Page 9 of Ecotopia


  Americans are familiar with rumors of sexual depravity in Ecotopia, but I must report that the sexual practices of these families seem about as stable as ours. Generally there are more or less permanent heterosexual couples involved—though both male and female homosexual couples also exist, and I gather that same-sex relationships pose less of a problem psychologically than they do with us. Monogamy is not an officially proclaimed value, but the couples are generally monogamous (except for four holidays each year, at the solstices and equinoxes, when sexual promiscuity is widespread.) Single members of the families often take up with lovers from outside, and sometimes this results in the addition or subtraction of a family member. There seems to be a continual slow shifting of membership, probably something like what must have happened with our “extended families” a few generations back.

  I have made extensive inquiries about Ecotopian attitudes on the kind of eugenic population planning which has been discussed so passionately in the U.S.—either the aiding of natural selection by deliberate breeding, or farther-out possibilities such as cloning, whereby actual genetic duplicates of superior individuals might be produced, or even modification of gene structures to produce a race of supermen. However, no Ecotopian scientist or citizen has been willing to discuss such matters, which they view with great distaste. Nor, when I have ventured the hypothesis that man may be only a “missing link” between the apes and a later, superior humanity, have I obtained any response except condescending incredulity. Their reluctance to enter into such speculations may show the extent to which Ecotopians have blinded themselves to the exciting possibilities offered by modern scientific advances. But it also shows that they are more willing than we to live with the biological constitutions we now possess.

  * * *

  (May 21) Everybody suddenly glued to TV sets. Ecotopian monitor systems, which seem to be extremely sophisticated for both nuclear and general pollution, have detected a sudden increase in the radiation level of air blowing in from the Pacific. Cause still unknown. Much speculation, on the streets and in media: Chinese nuclear blast gone out of control? Accident in a Japanese fission plant? Conflict on the Chinese-Russian border? Nuclear submarine accident offshore? People anxious, depressed, angry. They turn in a crisis to the TV, which they watch in tense groups, but not in the passive, dependent fashion of Americans—they actually shout at it, and the switchboards are flooded with picturephone callers. Vera Allwen and her foreign minister were obliged to appear within an hour and on the defensive, answering angry citizens who put pointed, difficult questions about why their government can’t do anything. (Also hotheads who think commando teams should be sent to disable plants in Japan, China, Siberia which emit wastes into air or sea!) Allwen says she is preparing a stiff protest to whoever turns out to be responsible. Meanwhile Ecotopian ships and agents are on a crash program to locate the pollution source. So far dead silence from the U.S. wire services, which are received in Vancouver and relayed here, though our satellite reconnaissance must have spotted what happened.

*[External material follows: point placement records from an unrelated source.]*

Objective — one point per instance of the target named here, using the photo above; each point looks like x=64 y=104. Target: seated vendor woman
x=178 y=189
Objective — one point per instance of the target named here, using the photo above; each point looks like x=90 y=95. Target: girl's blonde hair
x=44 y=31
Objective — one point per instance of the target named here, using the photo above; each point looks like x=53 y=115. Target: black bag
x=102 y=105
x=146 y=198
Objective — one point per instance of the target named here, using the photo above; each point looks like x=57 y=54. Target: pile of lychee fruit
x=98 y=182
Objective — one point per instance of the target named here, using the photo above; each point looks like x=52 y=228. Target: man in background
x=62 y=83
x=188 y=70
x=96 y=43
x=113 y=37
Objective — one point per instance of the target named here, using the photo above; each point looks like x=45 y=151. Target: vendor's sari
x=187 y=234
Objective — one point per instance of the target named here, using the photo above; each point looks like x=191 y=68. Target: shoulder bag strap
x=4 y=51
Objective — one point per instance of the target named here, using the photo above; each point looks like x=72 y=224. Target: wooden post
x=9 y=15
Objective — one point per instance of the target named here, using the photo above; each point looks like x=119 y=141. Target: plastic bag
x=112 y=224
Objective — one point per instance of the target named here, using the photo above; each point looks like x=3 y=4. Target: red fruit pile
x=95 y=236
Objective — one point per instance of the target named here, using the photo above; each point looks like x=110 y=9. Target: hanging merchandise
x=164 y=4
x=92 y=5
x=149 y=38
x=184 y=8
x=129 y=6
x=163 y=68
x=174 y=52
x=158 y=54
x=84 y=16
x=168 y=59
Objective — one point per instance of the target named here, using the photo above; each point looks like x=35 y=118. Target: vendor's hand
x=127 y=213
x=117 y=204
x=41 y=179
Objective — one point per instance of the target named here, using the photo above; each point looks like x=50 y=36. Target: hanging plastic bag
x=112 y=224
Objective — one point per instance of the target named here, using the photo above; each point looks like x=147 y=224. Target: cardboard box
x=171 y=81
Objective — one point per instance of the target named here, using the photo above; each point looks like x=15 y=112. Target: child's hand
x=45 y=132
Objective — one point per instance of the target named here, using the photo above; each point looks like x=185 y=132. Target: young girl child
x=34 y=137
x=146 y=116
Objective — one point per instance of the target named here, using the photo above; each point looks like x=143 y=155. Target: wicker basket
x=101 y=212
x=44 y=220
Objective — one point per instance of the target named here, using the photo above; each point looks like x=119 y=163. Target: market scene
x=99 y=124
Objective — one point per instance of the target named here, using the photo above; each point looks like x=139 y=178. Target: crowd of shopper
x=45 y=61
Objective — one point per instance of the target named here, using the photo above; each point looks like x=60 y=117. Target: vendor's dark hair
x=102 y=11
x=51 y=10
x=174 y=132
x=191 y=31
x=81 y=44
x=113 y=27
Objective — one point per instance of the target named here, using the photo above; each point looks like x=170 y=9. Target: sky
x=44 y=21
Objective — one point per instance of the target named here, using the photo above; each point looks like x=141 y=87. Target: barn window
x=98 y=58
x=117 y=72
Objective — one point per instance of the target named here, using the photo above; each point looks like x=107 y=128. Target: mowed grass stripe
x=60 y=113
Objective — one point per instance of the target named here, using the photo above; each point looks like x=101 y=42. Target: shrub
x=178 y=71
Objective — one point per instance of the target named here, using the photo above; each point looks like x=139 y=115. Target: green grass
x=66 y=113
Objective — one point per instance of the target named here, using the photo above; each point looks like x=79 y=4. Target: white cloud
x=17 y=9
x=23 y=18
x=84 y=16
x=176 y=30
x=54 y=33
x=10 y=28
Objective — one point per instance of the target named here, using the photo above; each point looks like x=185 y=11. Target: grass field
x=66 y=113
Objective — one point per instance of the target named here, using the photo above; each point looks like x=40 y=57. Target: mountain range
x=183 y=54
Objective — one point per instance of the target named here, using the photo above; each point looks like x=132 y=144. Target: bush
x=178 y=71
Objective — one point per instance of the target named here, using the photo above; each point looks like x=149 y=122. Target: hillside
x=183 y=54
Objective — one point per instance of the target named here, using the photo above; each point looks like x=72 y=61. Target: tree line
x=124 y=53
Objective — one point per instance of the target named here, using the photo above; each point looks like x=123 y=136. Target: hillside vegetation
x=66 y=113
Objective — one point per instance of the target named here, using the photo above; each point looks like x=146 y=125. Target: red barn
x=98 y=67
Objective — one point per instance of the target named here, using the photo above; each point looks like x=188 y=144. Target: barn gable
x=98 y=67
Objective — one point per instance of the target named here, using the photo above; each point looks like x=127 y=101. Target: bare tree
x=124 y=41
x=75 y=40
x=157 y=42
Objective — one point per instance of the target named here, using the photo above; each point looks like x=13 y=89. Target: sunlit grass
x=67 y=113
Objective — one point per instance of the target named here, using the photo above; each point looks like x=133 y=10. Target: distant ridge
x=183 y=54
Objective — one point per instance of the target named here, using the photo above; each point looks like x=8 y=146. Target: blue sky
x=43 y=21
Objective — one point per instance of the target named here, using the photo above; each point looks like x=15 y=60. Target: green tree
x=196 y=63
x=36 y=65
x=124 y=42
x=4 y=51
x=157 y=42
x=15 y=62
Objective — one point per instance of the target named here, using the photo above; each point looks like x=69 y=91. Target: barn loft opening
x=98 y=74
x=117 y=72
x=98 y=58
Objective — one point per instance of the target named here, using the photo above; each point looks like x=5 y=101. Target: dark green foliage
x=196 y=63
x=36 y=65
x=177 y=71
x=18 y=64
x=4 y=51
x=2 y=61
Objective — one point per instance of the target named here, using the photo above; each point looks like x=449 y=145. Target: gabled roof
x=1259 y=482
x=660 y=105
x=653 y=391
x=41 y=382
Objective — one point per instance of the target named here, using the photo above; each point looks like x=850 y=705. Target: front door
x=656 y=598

  There is a widespread tendency to blame technological disasters on Americans, so I haven’t been made to feel terribly welcome in the last few hours. Groups I have been with, watching Allwen and other national politicos, seem to think the Ecotopian government is too tolerant of pollution coming in from outside. Talk about “reparations” on TV—apparently some international pollution-fine system is really being proposed. The Japanese will love that.

  Have been watching all this mostly from Franklin’s Cove, where I moved today, at their invitation (and urged by Marissa, who doesn’t like hotels at all). “You’re a journalist, aren’t you?” they said; “Well then, you ought to live with us!” A welcome thought, and I guess I can find the time for their cooking and cleaning work crews. My little room’s on the top floor; dormer window looks out toward Alcatraz—a green hump looming out of the Bay, with its cheerful orange lighthouse tower. Hard to believe such a peaceful grassy island once housed our worst desperadoes, and was covered with concrete and steel.

  (Later) Have found the work crew experience a little unnerving. First time I joined one it was for after-dinner clean-up. I pitched in, American-style, scurrying around carrying dishes to the sink area. After a few moments I realized people had stopped their general chatter and were staring at me. “My God, Will,” said Lorna, “whatever are you doing, running a race?” Everybody else laughed.

  I blushed, or felt like it. “What do you mean?” “Well, you’re hauling dishes like you were being paid by the dish. Very un-Ecotopian!” I looked around, suddenly conscious that everyone else had been working very leisurely by comparison. Lorna and Brit had developed a sort of game in which they took turns washing and giving each other little back rubs. Bert was meanwhile telling about a funny encounter he had had that day with a reader who threatened to beat him up. And Red was drinking beer and not doing much of anything; occasionally, when his attention fell on a dirty pot or something, he would bring it over to the sink.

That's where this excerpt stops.